Attention hein ! Tous ces événements se produisirent en une ou deux semaines, donc la plupart des morts ne notèrent même pas de grosse différence, et mirent au cas où ça sur le compte de l’emmerdement maximal de Norbert.
Mais du coup, Lydwin s’était trouvé une nouvelle passion : imiter le pauvre petit hérisson perdu/sans défense/qui-demande-juste-des-câlins.
Arpentant les allées des parcs, les abords du lac et le centre commercial, la jeune femme commença avec rigueur à recenser
et kidnapper tous les animaux plus ou moins pas trop identifiés comme sauvage. Lapins, chiens, chatons… Elle récolta une armada de petits yeux humides qu’elle commença à nommer comme la gamine qu’elle était. Cela l’occupa bien.
Non mais parce que Lydwin était une buse en dressage d’animaux. Clairement. Les bestioles ne l'écoutaient que d'une oreille, et elle les gavaient de Sel pour qu'ils se tiennent à carreau.
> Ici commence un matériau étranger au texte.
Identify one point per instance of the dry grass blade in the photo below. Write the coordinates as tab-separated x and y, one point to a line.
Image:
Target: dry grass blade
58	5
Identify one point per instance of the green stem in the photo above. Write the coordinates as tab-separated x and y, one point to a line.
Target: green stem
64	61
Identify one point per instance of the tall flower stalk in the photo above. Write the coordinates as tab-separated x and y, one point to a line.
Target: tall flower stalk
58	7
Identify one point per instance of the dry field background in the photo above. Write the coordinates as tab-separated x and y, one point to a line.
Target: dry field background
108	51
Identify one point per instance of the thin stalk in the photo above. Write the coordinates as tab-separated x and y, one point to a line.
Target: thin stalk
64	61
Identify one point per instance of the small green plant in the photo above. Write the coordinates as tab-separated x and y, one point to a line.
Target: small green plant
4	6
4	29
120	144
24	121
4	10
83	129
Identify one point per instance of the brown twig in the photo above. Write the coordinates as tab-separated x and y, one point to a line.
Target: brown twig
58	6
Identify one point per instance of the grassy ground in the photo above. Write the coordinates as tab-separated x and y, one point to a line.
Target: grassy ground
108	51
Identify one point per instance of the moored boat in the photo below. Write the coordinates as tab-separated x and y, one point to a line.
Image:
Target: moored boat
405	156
Et puis apparut deux illuminations dans l'après-vie déjà bien rempli de la fantasque allemande ; d'abord apparut tout frais tout neuf un artisan amateur du vêtement. Un tailleur quoi, mais plutôt du genre Frankenstein, à te coudre des dentelles sur du velours côtelé mauve, y assortir une broche à strass et estimer qu'il ne peut qu'en ressortir quelque chose de bien. Mais étant le seul et unique à accepter les commandes de robes roses bonbon, ou à fabriquer un costume d'alligator-licorne-lycanthrope-malheureux, il devint son tailleur attitré.
Et par son intermédiaire, elle rencontra le second miracle. Ce brave homme eut la présence d'esprit de préconiser des cages pour résoudre nombre des problèmes récurrents de Lydwin, et commença immédiatement leur fabrication, en rotin, en bambou, en fer ou en plâtre... Bah oui, personne n'y avait pensé. Il continua en confectionnant des laisses, des colliers, des harnais et tricota même des petits chaussons et des couvertures. Et devint le bricoleur officiel de Lydwin, qui, affublée de ce matériel professionnel, sentit sa fibre Refuge Animalier monter encore d'un cran, et elle commença à s'établir au parc.
Et c'est à peu près tout dans l'après-vie bien bordélique de Lydwin.